Meta has officially decided to prohibit users from sharing “publically available” residential addresses. The decision does a lot to follow up on the Oversight Board’s recommendations for improving privacy standards; most notably company’s handling of private residential information. While Meta already had a policy against sharing of someone’s home address, there was barely any actionable element to it. Furthermore, the company also used to make an exception for publically available addresses, which were basically the ones that were shared by more than five news outlets. However, this exception would eventually pave the way for various privacy-related issues such as doxxing, thus prompting Meta to shake things up.

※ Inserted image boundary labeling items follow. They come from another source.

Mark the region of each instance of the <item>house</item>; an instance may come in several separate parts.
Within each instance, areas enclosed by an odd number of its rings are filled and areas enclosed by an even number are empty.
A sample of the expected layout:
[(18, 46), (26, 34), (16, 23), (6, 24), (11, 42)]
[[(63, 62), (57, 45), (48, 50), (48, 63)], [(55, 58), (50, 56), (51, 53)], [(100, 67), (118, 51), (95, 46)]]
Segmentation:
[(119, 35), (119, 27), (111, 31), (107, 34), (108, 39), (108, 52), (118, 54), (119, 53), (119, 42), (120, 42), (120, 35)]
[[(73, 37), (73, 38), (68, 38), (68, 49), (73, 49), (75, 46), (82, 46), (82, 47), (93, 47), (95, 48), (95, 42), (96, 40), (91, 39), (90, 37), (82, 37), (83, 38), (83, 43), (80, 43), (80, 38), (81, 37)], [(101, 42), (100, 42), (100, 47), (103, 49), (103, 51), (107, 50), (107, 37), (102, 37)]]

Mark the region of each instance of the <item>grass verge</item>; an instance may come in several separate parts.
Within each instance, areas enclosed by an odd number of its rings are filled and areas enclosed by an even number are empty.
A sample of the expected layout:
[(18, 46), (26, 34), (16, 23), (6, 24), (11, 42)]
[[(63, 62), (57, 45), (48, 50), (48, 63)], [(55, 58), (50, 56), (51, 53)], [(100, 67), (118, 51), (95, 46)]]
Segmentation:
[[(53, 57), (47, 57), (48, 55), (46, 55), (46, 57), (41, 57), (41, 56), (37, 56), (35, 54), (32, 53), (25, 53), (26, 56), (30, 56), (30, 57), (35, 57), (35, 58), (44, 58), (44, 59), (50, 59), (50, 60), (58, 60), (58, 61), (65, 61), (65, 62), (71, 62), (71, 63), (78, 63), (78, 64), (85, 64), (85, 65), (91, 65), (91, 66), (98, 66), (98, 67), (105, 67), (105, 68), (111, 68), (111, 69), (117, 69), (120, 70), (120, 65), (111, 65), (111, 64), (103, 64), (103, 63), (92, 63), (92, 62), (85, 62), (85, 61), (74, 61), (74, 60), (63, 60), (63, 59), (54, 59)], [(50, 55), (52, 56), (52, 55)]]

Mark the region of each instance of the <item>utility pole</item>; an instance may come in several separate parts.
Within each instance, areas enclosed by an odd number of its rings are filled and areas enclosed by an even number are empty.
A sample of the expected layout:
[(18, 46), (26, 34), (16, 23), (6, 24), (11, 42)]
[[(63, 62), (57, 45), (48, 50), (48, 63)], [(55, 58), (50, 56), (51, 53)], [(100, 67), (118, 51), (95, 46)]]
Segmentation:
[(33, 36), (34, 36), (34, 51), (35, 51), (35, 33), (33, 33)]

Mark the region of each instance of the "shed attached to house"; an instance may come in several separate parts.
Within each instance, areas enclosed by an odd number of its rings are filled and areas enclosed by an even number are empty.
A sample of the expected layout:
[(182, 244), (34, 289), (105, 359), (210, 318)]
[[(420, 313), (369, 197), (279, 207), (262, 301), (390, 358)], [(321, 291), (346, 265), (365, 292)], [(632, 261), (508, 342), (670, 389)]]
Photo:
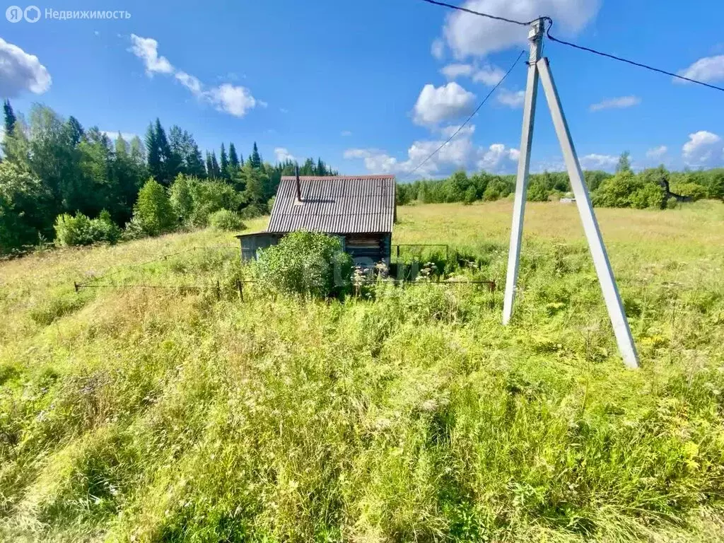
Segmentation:
[(340, 236), (355, 264), (390, 264), (396, 218), (392, 175), (282, 177), (266, 232), (237, 236), (242, 258), (297, 230)]

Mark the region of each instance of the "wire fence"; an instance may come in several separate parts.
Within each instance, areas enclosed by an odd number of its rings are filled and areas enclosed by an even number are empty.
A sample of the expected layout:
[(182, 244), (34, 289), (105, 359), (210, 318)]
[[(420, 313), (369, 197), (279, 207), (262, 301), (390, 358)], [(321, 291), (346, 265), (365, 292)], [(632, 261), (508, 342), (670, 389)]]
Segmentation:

Beyond the said amendments, Meta announced a new approach for assessing pictures of private homes. According to certain reports, the social media giant won’t take any action, if the used picture actually has a connection to some news story. Notably enough, the stated response won’t be applicable when a picture is being shared for the purpose of organizing protests.
“As the board notes in this recommendation, removing the exception for ‘publicly available’ private residential information may limit the availability of this information on Facebook and Instagram when it is still publicly available elsewhere,” Meta wrote. “However, we recognize that implementing this recommendation can strengthen privacy protections on our platforms.”
At present, Meta is actively trying to simplify the process of reporting privacy violations. Apart from it, the company is also engaging with external organizations such as ‘National Network to End Domestic Violence’ to bolster overall user support.